DG and I watched Mirrormask over the weekend. I attended a panel at the 2003 San Diego Comic Con where screenwriter Neil Gaiman described how the film came about. Supposedly, someone at Columbia Pictures noticed The Dark Crystal and Labyrinth, while box office disappointments, were perennial sellers on DVD. So they asked Jim Henson Productions to create a movie in the same style and spirit as these two. JHP turned to Gaiman to write the script, and Gaiman recommended his longtime collaborator Dave McKean, an illustrator and comic book artist best known for his covers to Gaiman’s comic Sandman, to direct.

Unfortunately, Columbia gave McKean a rather paltry budget of just $4 million. This made it necessary for McKean to make heavy use of cinematic trickery and inexpensive CGI.

The result is profoundly…weird. The story centers around a girl named Helena, whose family runs a travelling circus. In an amusing twist on the old cliche, Helena longs to run away from the circus and join real life. She fights with her overbearing mother and wishes her dead; shortly after, her mother falls ill. As her mother is taken to the operating room, Helena–sick with guilt–falls asleep and finds herself in a bizarre alternate realm.

Mirrormask is dense with symbolism and incredible artistic imagery. It’s also pretty incomprehensible at times. The visuals are often cluttered and mystifying, and there are so many lens flares I had to wonder whether McKean was trying to hide the seams of his shoestring-budget CGI.

There’s no question that McKean has an incredible visual imagination; many of the sights in Mirrormask make the films of Jean-Pierre Jeunet (Delicatessen, The City of Lost Children) seem straightforward and facile. But this is not a film for children; it’s certainly not in the same vein as The Dark Crystal or Labyrinth. Alienated teens and art students might find the film’s dense digital phantasmagoria a feast, but for those looking for an enjoyable story along the lines of the aforementioned films, Mirrormask will disappoint.

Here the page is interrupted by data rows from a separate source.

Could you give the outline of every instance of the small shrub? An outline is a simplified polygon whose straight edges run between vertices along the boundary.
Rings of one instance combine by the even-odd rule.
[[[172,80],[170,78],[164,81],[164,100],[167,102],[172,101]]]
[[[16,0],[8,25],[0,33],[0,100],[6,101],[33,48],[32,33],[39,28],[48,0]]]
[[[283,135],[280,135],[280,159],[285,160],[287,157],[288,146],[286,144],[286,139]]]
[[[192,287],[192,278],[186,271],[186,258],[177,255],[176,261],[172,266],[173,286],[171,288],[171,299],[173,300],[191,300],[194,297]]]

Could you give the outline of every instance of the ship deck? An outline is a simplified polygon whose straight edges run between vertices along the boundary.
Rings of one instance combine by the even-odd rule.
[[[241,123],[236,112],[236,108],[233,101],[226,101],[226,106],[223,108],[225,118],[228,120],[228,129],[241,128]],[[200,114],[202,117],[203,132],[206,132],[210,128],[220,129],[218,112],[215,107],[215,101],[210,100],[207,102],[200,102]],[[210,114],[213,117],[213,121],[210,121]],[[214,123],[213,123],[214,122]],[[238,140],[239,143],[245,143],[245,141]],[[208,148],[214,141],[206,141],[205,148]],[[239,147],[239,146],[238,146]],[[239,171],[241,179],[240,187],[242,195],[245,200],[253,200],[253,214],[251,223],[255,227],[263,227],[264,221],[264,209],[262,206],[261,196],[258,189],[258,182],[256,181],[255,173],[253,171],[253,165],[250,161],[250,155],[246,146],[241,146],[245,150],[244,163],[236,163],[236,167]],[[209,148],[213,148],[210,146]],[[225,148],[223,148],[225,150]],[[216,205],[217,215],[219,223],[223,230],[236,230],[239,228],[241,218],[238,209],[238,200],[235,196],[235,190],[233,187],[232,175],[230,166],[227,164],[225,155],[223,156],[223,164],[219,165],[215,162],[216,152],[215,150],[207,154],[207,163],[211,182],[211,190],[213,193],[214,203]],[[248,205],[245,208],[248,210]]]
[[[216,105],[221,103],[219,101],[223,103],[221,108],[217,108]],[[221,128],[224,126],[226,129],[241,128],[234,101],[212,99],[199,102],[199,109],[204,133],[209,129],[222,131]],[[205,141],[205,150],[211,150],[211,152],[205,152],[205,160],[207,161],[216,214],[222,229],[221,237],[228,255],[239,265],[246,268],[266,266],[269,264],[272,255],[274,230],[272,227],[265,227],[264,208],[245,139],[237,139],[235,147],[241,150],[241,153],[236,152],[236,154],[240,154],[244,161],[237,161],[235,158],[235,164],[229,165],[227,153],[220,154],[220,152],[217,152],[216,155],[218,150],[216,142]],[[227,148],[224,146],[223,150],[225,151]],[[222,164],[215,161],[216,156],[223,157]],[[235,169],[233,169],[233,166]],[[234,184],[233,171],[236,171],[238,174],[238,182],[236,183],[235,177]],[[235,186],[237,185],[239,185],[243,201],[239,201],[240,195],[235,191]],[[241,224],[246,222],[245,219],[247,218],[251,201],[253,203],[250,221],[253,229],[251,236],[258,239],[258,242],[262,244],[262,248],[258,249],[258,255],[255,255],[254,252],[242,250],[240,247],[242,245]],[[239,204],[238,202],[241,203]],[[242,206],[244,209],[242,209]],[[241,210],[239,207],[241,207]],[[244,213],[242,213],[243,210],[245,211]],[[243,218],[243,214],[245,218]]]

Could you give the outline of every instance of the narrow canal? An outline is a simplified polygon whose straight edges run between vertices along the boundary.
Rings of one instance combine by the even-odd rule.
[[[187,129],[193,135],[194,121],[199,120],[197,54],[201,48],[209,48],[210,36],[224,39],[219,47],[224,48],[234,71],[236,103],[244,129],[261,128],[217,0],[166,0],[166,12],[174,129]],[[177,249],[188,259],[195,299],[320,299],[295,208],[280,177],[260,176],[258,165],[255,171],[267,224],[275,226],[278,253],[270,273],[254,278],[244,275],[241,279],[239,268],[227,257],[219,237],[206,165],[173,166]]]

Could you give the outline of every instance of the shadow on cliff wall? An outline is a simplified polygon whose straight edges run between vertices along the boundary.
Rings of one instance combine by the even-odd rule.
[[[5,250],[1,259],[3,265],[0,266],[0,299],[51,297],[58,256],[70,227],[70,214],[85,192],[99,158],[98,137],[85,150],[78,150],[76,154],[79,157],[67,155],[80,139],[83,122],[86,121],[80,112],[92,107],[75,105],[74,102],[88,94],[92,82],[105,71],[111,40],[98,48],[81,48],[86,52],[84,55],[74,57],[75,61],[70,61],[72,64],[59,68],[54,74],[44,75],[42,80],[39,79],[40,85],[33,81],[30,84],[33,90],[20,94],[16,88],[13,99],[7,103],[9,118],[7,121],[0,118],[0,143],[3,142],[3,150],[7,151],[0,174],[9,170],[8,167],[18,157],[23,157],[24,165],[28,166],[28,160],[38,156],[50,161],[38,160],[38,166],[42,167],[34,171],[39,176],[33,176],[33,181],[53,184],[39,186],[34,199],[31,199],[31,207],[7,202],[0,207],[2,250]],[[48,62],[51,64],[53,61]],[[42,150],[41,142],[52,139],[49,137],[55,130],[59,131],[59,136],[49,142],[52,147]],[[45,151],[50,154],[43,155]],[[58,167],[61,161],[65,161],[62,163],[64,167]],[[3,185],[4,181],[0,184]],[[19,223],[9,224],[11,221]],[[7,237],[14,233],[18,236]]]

Next on my Netflix queue is A History of Violence. Further bulletins as events warrant.

Commentary

I’ve fixed a bug in the comment system where, when you hit “Post,” the main page reloaded in the popup window. Now the window will reload just the comment listing. If you have any problems, let me know. Eventually I’ll suck it up and take the time to upgrade to MovableType 3.2–that, or pay someone more experienced to do it for me.

Of course, it now falls to me to produce content worth commenting on.

Some weeks ago I promised a review of V for Vendetta, but I’ve decided I’d rather not do full-length reviews. I don’t feel particularly qualified to provide the sort of movie reviews I’d like to–that would require a master’s degree in film and at least one viewing of The Godfather. So instead, I’ll just offer a few pithy comments on the various movies, books, and games I encounter.

Today I finally started reading The Da Vinci Code. I reached page seventeen before deciding it was time to fix the commenting system. Perhaps the book’s overexposure has made reading it seem like less of a pleasure and more of a formality to be observed prior to seeing the movie. That said, the book does seem interesting already; I just find my attention tends to wander in the late afternoon and early evening.

More to come soon, including, perhaps, some new fiction.